The first time he tried to abduct her was on August 27, 2012; but her parents went on time to rescue and release her. The same evening, just few hours after the first attempt, he, unsuccessfully, tried to kidnap her again. During the following weeks, he threatened her via sms texting in order to make her keep silent about the sexual aggression. Because of shame, She never told to her parents. But on September 9th 2012, he abducted the young girl again. This time, the kidnaper was able to retain his potential bride a couple of days in a cottage thanks to the collaboration of the family of the supposed groom. He raped her again. This is a usual way to sustain the forced marriage, arguing that it has been consummated, obviously by force. But, the insistence of the parents of the girl and their efforts for her release were filled at the midnight of Sept 11th 2012 when a local Police squad entered at the captor’s house, arrested him and freed the girl.
During the trial of this case, the judge –a lady, not a man– asked to the accused: “Would you be disposed to apologize to the victim and marry her?”. Or even worst, during the trial, the victim was asked to not continue the process: “They are offering to you a wealthy family, a good mother in law, a handsome husband, why are you doing that? Why do you need to continue with this process?”
Munara Beknazarova, a women rights activist and head of Open Line Foundation, who has been following this case and its long and bizarre process at the Court says that this is a clear example of how socially accepted is this practice on the Kyrgyz people. Finally the perpetrator of the kidnap and aggression was sentenced to five years of imprisonment. But he only was charged of kidnapping. The medical examiners were never able to probe the sexual aggression.
While the practice remains prevalent in many regions of Kyrgyzstan, everyday citizens, activists and professionals are now speaking out against the practice of kidnapping women for marriage.
Kuban Kurmanbekovich, 32, is a nomadic shepherd from Talastan, near the Kochkor region. Although they now live in a remote area, he met his wife Elnura Amasilieva, 32, at college. They have three children: Arsen, Adelina and Esen. During the USSR era, Kuban studied Agricultural Engineering, while Elnura studied Economics. They met in a disco, fell in love and married.
"I do not want anyone to kidnap my daughter. Kidnapping is not a Kyrgyz tradition. It's just a pretext made by evil people", he says.

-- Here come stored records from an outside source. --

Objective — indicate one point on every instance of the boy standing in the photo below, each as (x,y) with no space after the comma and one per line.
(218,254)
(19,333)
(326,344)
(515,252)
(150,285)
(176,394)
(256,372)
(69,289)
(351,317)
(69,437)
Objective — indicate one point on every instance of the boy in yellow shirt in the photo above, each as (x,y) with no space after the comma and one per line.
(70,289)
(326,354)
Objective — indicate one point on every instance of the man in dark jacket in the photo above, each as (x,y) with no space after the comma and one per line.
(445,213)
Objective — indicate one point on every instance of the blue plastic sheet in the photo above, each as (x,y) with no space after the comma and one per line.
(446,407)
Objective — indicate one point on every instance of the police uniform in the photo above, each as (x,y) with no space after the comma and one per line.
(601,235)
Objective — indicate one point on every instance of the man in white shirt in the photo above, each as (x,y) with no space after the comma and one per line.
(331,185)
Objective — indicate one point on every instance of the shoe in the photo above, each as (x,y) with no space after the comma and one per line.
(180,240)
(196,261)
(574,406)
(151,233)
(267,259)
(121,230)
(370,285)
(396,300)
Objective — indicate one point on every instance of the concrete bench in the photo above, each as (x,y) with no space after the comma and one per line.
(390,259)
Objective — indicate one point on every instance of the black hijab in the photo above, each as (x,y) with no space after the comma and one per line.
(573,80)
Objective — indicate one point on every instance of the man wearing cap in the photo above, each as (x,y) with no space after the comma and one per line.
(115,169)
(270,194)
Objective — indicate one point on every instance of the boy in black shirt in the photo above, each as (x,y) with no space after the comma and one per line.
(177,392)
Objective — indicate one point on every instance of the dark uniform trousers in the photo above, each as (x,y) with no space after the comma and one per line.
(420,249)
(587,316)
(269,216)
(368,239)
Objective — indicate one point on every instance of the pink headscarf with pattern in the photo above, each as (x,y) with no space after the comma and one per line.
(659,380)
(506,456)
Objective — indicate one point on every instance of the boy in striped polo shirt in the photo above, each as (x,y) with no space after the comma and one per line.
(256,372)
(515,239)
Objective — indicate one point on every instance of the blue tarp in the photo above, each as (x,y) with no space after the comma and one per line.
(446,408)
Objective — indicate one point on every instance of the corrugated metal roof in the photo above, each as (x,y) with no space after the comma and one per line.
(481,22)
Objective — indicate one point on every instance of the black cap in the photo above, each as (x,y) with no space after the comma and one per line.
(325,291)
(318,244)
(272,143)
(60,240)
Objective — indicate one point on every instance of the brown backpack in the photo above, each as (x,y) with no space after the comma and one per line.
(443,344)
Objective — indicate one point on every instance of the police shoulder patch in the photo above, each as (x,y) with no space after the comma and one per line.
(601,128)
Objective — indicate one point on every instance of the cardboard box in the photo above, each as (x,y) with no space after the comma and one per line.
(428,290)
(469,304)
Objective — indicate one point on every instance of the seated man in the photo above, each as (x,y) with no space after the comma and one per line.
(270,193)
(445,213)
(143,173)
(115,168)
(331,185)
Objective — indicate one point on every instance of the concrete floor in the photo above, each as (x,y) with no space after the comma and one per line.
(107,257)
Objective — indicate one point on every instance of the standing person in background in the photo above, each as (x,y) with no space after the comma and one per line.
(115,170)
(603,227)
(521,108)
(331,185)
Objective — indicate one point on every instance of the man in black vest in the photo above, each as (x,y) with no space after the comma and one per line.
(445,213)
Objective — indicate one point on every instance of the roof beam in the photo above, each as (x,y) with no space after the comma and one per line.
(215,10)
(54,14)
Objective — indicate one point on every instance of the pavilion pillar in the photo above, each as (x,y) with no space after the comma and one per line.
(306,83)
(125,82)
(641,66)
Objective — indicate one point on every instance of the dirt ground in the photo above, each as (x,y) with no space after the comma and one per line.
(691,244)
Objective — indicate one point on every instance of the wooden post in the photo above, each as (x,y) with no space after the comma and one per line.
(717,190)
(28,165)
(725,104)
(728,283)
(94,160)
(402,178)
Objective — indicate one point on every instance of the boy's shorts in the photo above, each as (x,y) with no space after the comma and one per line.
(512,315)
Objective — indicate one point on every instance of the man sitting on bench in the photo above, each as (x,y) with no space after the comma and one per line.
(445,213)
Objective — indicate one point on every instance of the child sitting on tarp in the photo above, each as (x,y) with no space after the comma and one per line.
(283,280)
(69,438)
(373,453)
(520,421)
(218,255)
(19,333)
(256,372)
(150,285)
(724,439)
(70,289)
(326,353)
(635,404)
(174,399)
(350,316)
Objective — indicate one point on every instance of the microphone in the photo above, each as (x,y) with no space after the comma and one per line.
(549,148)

Dr. Turganbubu Orunbaeva, a medical doctor and feminist activist, has spent the last twenty years on the vanguard of eradicating the bride kidnapping tradition in her region. She conducts training sessions and conferences for teens, the Islamic authorities, police and abducted women. She also offers her support to women who have been victims of any kind of vulnerable situation or gender violence through her association called 'Bakubat,' which means 'comfort' in the Kyrgyz language.
Professor Kleinbach, an emeritus doctor from the University of Philadelphia, has been investigating bride kidnapping for the last twenty years. He says that even some of his students at the university fear being kidnapped. Some of the young ladies wear false wedding rings as a safeguard against abduction, arguing that they are already married.

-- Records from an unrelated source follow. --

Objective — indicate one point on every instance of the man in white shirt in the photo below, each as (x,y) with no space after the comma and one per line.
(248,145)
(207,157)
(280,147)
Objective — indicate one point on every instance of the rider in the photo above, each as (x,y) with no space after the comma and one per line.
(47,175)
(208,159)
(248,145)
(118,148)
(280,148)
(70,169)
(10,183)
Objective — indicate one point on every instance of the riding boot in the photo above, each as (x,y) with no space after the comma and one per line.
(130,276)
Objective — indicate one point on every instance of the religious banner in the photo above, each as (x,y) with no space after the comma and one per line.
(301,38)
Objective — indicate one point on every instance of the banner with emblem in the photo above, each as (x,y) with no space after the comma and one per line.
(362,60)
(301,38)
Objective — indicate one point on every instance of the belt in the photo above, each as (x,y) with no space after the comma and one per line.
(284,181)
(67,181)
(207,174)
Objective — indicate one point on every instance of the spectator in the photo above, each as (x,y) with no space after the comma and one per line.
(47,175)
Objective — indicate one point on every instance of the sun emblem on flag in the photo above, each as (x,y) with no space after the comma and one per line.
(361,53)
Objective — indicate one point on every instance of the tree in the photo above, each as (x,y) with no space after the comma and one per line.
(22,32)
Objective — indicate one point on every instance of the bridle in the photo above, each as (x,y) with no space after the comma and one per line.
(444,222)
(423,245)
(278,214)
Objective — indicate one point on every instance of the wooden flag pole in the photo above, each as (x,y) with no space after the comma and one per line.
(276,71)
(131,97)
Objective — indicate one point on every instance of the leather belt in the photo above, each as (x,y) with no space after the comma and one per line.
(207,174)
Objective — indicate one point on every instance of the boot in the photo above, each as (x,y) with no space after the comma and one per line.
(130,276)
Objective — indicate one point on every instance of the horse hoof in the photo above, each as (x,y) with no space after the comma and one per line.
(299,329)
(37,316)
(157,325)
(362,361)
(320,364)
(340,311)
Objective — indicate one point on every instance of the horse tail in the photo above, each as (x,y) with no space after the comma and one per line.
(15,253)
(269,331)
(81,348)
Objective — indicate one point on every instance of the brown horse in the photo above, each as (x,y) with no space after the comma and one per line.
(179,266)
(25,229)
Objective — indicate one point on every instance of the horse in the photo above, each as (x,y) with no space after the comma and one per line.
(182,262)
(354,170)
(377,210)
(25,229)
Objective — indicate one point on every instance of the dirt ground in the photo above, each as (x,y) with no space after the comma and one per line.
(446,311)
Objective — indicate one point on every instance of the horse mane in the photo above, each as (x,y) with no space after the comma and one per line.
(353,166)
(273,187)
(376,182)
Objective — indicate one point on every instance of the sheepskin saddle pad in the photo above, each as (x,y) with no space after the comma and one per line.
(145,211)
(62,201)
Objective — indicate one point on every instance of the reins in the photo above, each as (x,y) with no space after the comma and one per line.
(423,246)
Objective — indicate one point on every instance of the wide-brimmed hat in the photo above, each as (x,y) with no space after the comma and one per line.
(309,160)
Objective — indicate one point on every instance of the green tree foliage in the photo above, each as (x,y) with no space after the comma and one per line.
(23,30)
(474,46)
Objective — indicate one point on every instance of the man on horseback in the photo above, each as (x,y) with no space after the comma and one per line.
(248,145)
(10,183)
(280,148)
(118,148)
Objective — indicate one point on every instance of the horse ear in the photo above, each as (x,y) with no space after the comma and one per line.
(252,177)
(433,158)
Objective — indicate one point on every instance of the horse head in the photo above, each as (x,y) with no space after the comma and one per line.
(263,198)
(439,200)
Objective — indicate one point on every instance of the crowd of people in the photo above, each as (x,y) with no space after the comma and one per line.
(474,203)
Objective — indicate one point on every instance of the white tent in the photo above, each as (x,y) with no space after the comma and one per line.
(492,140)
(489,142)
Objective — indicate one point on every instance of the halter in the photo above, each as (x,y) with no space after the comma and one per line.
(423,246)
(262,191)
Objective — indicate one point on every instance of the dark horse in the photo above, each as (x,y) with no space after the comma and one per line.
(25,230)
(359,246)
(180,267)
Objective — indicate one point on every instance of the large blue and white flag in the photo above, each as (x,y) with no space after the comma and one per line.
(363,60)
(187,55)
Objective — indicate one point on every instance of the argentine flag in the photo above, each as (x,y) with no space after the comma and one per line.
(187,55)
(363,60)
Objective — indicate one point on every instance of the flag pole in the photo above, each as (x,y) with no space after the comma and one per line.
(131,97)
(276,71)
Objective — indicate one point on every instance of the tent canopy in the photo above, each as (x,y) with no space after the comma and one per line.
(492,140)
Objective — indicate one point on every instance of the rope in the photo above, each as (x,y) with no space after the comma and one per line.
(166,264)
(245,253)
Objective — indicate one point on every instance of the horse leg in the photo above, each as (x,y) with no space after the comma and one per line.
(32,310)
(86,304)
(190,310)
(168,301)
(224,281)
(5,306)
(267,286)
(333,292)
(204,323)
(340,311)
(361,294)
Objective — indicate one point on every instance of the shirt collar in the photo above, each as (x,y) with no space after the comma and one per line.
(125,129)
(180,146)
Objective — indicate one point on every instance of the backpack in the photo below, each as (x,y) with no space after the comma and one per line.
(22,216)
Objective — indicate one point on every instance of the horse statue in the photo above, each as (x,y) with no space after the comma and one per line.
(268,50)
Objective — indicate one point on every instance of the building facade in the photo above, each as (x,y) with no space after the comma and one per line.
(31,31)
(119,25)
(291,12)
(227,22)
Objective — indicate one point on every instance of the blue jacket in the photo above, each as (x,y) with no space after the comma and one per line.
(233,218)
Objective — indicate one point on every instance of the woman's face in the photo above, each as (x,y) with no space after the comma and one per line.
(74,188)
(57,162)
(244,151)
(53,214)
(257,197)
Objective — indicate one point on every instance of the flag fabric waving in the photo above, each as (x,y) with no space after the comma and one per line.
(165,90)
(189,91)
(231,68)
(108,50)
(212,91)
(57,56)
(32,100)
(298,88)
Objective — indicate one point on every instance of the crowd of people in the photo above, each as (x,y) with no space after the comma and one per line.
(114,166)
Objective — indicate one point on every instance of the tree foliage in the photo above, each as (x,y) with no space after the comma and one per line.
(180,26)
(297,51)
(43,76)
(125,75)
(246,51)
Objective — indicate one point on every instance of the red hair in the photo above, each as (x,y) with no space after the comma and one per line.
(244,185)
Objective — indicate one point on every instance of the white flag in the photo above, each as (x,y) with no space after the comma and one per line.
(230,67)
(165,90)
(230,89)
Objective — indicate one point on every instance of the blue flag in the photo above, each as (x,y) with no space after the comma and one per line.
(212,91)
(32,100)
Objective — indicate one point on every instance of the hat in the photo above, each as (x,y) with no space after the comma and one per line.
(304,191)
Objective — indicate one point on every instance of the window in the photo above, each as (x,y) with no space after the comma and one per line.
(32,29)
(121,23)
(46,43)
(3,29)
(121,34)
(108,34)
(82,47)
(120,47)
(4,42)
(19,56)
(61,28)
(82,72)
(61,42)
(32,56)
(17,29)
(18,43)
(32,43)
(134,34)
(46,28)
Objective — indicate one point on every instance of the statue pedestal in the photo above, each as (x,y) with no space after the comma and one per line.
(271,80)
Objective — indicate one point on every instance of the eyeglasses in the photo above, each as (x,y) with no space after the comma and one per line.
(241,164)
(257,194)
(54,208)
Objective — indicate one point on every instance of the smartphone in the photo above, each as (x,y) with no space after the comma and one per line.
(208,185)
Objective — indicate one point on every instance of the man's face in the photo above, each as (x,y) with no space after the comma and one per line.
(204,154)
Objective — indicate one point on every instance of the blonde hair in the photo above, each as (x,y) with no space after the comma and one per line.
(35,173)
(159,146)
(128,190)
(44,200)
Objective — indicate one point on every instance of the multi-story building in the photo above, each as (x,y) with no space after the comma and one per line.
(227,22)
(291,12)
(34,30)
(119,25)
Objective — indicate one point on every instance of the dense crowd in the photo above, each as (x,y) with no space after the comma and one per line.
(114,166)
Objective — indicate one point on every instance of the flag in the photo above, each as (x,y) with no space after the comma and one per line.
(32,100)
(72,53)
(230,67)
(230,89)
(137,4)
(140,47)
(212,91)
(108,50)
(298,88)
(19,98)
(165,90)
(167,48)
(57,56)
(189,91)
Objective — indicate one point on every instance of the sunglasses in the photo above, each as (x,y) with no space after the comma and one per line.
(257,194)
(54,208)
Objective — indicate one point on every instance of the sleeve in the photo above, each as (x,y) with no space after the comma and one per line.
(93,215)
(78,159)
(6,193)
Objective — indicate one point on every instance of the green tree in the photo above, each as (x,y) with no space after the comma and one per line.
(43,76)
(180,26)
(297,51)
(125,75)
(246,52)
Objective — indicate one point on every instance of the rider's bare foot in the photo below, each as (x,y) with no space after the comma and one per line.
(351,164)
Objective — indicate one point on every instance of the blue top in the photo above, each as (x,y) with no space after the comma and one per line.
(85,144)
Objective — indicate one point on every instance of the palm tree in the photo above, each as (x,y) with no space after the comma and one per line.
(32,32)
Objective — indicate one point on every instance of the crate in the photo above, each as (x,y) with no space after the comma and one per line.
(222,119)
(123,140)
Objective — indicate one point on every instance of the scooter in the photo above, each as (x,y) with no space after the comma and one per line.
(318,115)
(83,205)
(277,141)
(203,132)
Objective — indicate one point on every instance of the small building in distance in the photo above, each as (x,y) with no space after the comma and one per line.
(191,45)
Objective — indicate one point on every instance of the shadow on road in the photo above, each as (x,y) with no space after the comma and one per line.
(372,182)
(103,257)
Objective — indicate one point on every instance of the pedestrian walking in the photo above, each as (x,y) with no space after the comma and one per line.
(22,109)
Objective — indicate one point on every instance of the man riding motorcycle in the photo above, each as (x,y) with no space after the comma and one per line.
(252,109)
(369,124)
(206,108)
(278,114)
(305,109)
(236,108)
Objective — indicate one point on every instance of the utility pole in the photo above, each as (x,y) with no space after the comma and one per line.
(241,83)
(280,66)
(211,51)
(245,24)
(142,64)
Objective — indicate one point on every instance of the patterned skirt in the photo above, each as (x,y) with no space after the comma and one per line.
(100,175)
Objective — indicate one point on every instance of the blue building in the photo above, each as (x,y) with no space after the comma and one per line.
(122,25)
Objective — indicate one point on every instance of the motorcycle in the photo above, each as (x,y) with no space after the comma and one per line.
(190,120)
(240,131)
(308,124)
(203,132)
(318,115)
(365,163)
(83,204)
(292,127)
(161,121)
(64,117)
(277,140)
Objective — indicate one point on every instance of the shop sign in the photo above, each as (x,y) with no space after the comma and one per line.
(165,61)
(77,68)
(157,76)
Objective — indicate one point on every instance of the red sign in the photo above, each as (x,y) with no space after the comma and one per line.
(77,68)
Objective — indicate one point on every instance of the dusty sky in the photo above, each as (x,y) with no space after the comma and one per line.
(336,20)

However, some creative couples have used the practice to their advantage. One young man even kidnapped his bride at her behest.

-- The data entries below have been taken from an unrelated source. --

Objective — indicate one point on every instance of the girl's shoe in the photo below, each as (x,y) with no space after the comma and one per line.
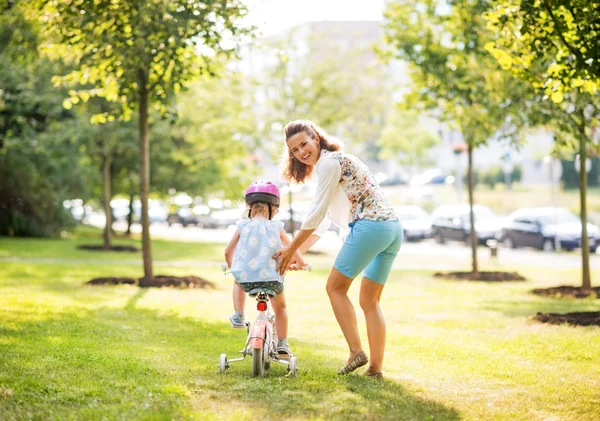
(358,361)
(374,374)
(237,322)
(283,349)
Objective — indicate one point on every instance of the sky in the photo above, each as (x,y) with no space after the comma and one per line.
(273,16)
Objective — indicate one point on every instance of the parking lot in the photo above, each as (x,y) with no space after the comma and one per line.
(426,254)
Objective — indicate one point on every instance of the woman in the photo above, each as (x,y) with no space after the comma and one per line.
(347,194)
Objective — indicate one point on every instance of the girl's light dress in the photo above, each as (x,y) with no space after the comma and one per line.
(253,265)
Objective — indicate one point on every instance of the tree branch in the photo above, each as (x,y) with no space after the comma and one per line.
(573,51)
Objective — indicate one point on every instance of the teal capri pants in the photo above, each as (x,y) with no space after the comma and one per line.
(373,245)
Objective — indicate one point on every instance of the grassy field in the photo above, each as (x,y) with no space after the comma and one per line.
(456,350)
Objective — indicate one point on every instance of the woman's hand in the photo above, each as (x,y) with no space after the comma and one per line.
(286,257)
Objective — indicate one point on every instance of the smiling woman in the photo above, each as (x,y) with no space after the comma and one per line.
(347,194)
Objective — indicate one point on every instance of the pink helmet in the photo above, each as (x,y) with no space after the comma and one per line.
(262,191)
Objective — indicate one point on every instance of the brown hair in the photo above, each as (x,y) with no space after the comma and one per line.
(262,208)
(294,169)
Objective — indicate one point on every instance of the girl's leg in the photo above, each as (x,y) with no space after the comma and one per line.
(337,289)
(370,294)
(239,298)
(281,319)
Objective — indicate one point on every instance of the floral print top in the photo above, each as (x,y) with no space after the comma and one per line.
(347,191)
(362,190)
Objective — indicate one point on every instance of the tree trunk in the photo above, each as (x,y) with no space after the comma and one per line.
(112,190)
(130,215)
(107,208)
(585,246)
(144,171)
(291,199)
(471,213)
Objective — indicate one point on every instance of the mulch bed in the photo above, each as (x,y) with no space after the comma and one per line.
(585,318)
(159,281)
(565,291)
(97,247)
(482,276)
(112,281)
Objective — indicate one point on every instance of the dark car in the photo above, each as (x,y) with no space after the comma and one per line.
(543,228)
(452,222)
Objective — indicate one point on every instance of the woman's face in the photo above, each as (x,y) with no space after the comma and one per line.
(304,148)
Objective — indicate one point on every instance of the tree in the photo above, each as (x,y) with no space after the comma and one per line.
(348,94)
(553,47)
(404,139)
(108,146)
(453,74)
(210,150)
(139,54)
(38,160)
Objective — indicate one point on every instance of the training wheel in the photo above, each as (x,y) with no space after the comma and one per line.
(223,365)
(293,366)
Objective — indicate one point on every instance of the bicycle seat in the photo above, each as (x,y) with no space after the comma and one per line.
(271,288)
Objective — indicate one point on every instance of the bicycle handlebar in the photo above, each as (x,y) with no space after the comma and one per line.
(307,267)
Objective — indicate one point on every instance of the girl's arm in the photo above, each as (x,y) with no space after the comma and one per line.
(308,243)
(297,256)
(230,249)
(287,253)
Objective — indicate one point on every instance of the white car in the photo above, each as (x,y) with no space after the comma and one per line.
(416,222)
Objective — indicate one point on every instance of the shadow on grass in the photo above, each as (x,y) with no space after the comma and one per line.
(531,305)
(136,363)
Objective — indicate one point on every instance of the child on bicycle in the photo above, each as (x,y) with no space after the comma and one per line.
(250,252)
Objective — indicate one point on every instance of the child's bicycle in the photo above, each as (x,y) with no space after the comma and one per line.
(261,342)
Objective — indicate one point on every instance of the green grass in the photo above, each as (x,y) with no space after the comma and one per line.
(456,350)
(66,248)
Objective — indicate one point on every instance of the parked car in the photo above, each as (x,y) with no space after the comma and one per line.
(183,216)
(226,217)
(452,222)
(416,222)
(300,208)
(543,227)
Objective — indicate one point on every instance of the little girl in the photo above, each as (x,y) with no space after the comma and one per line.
(250,252)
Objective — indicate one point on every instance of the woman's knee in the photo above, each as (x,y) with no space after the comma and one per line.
(368,303)
(337,284)
(278,303)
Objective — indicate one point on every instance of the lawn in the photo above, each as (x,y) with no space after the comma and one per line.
(456,350)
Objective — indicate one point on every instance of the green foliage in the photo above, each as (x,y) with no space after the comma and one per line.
(39,161)
(113,43)
(559,36)
(405,139)
(553,47)
(348,95)
(570,176)
(211,141)
(453,74)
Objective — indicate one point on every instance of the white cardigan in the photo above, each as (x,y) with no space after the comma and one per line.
(330,203)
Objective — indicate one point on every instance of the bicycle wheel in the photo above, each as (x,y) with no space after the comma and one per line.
(258,362)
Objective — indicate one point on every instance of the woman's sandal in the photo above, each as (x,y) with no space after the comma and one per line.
(374,374)
(358,361)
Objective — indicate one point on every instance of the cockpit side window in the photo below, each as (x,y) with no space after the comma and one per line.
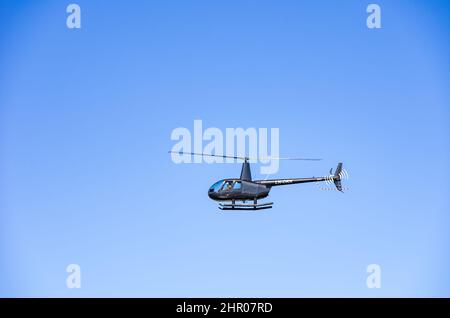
(227,186)
(216,186)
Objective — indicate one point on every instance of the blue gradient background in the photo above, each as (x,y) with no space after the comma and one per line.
(85,123)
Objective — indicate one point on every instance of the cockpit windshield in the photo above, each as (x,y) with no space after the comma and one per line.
(225,185)
(216,186)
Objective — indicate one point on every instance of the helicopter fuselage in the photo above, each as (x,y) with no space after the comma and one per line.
(238,190)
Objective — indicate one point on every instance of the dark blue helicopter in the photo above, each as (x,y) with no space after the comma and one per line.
(245,189)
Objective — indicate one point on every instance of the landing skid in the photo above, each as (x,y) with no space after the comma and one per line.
(251,207)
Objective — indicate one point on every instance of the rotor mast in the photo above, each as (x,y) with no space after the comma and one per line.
(246,174)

After several years dating Mariam, Solo was still not able to save enough money for their wedding. The dowry set by Mariam’s father was simply too expensive for him to afford. A few weeks before their marriage, Solo kidnapped Mariam at her request in order to avoid paying the dowry. “We were in love,” the two said. “This was the only way for us to overcome Mariam’s father’s price on his daughter’s hand in marriage.”